Maastricht was a key Roman castrum at the bridge where the main road from Cologne to Gaul crossed the River Maas (Meuse). Archaeological remnants of a 1700-year-old Roman urban square are still visible to guests taking breakfast at the central Derlon Hotel. Later in the 4th century, Armenian born St Servaas (Servatius) was buried in Maastricht leading it to develop into a major spiritual centre. Over future centuries the city's rise was frequently interrupted by wars and sieges.
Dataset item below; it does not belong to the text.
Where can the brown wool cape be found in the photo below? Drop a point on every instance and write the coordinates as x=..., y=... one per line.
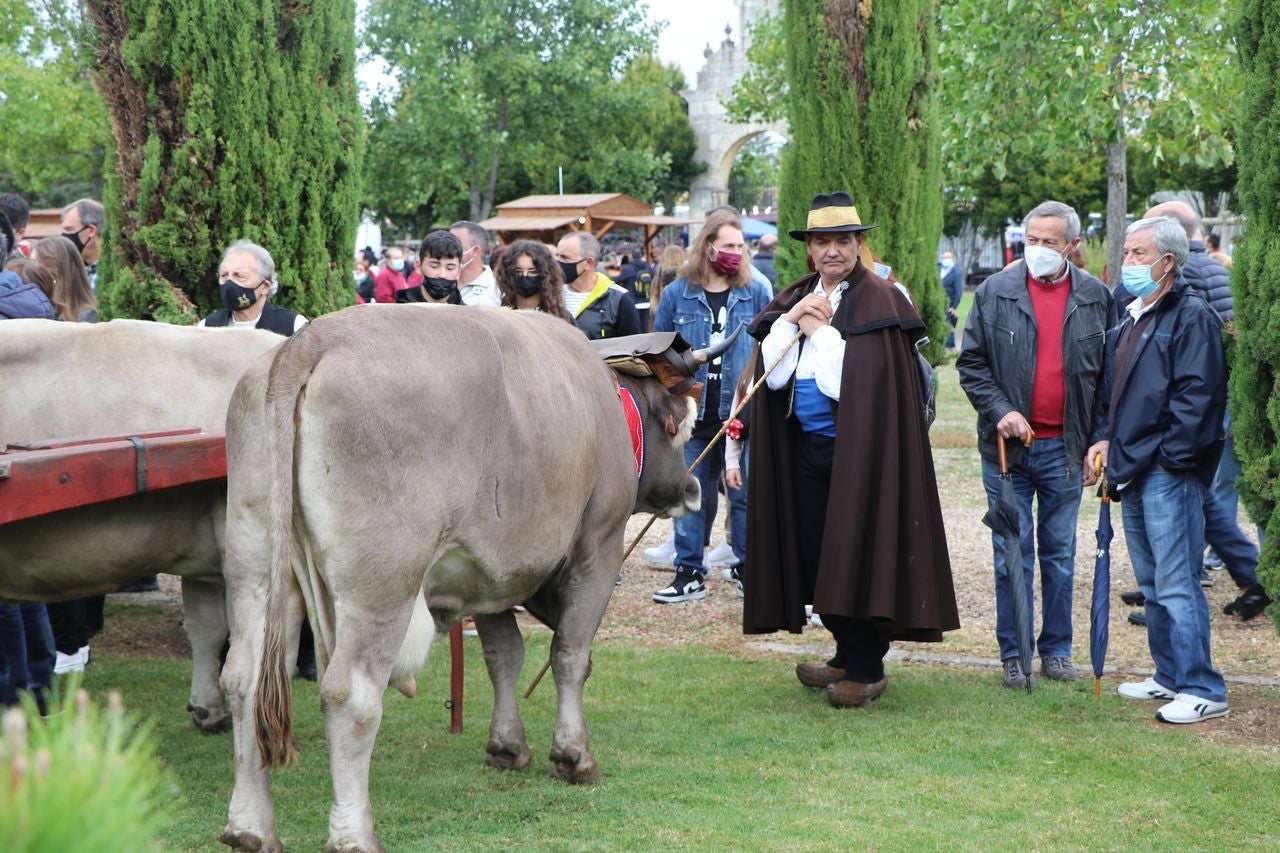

In 1830, when most of the southern Netherlands joined newly formed Belgium, Maastricht was 'saved' by commander Bernardus Dibbets who refused to accept a Belgian ultimatum and withstood a siege, leaving the city in Dutch hands as a disconnected exclave until 1839 when the Netherlands reclaimed enough of eastern Limburg to connect it to the rest of the Dutch state. This geographical appendix has lasted ever since, Maastricht hanging cartographically from the rest of the country, hemmed in on three sides by Belgium and Germany. In the 20th-century it was this very precarious position that saved the city from war damage: the Dutch government simply didn't bother mounting a defence.

Its geographical legacy has bequeathed Maastricht a pan-European flavour and fittingly the city was chosen for the signing of the February 1992 treaty that created the EU from the former EEC and paved the way for the Euro common currency.